Management’s Discussion and Analysis

For the three months ended June 30, 2009

 

   

we are dependent on our ability to lease equipment, and a tightening of this form of credit could adversely affect our ability to bid for new work and/or supply some of our existing contracts;

 

   

our business is highly competitive and competitors may outbid us on major projects that are awarded based on bid proposals;

 

   

our customer base is concentrated, and the loss of or a significant reduction in business from a major customer could adversely impact our financial condition;

 

   

lump-sum and unit-price contracts expose us to losses when our estimates of project costs are lower than actual costs;

 

   

our operations are subject to weather-related factors that may cause delays in our project work; and

 

   

environmental laws and regulations may expose us to liability arising out of our operations or the operations of our customers.

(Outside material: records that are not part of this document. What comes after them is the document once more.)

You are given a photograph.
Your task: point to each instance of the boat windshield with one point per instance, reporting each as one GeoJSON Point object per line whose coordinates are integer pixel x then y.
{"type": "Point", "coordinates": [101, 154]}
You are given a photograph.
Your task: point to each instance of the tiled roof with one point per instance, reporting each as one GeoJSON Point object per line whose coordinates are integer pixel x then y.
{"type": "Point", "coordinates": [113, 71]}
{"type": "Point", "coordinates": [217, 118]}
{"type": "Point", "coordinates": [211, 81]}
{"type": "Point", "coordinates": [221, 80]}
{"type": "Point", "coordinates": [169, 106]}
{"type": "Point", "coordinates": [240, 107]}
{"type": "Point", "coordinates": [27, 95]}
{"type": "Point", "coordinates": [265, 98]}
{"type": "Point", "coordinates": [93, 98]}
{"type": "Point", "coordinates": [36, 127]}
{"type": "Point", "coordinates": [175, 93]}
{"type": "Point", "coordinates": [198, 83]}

While we anticipate that subsequent events and developments may cause our views to change, we do not have an intention to update this forward-looking information, except as required by applicable securities laws. This forward-looking information represents our views as of the date of this document and such information should not be relied upon as representing our views as of any date subsequent to the date of this document. We have attempted to identify important factors that could cause actual results, performance or achievements to vary from those current expectations or estimates expressed or implied by the forward-looking information. However, there may be other factors that cause results, performance or achievements not to be as expected or estimated and that could cause actual results, performance or achievements to differ materially from current expectations. There can be no assurance that forward-looking information will prove to be accurate, as actual results and future events could differ materially from those expected or estimated in such statements. Accordingly, readers should not place undue reliance on forward-looking information. These factors are not intended to represent a complete list of the factors that could affect us. See “Risk Factors” below and risk factors highlighted in materials filed with the securities regulatory authorities filed in the United States and Canada from time to time, including, but not limited to, our most recent Annual Information Form.

Risk Factors

For the three months ended June 30, 2009, other than noted below, there has been no significant change in our risk factors discussed in our most recent annual Management’s Discussion and Analysis, which was current as of June 9, 2009. The risk factors discussed in our most recent annual Management’s Discussion and Analysis should be reviewed in conjunction with this interim Management’s Discussion and Analysis. Significant developments since June 9, 2009 are as follows:

Availability or increased cost of leasing

A portion of our equipment fleet is currently leased from third parties. Further, we anticipate leasing substantial amounts of equipment to meet equipment acquisition commitments related to our long-term overburden removal contract in the upcoming year. Other future projects may require us to lease additional equipment. If equipment lessors are unable or unwilling to provide us with reasonable lease terms within our expectations, it will significantly increase the cost of leasing equipment or may result in more restrictive lease terms that require recognition of the lease as a capital lease. To mitigate this risk, we have secured an increased leasing facility with one of our existing equipment lessors, expanding our leasing capacity by approximately 30%. Our current lease commitments with this supplier now represent 80% of the total capacity available. We are actively pursuing new lessor relationships to dilute our exposure to the loss of one or more of our lessors.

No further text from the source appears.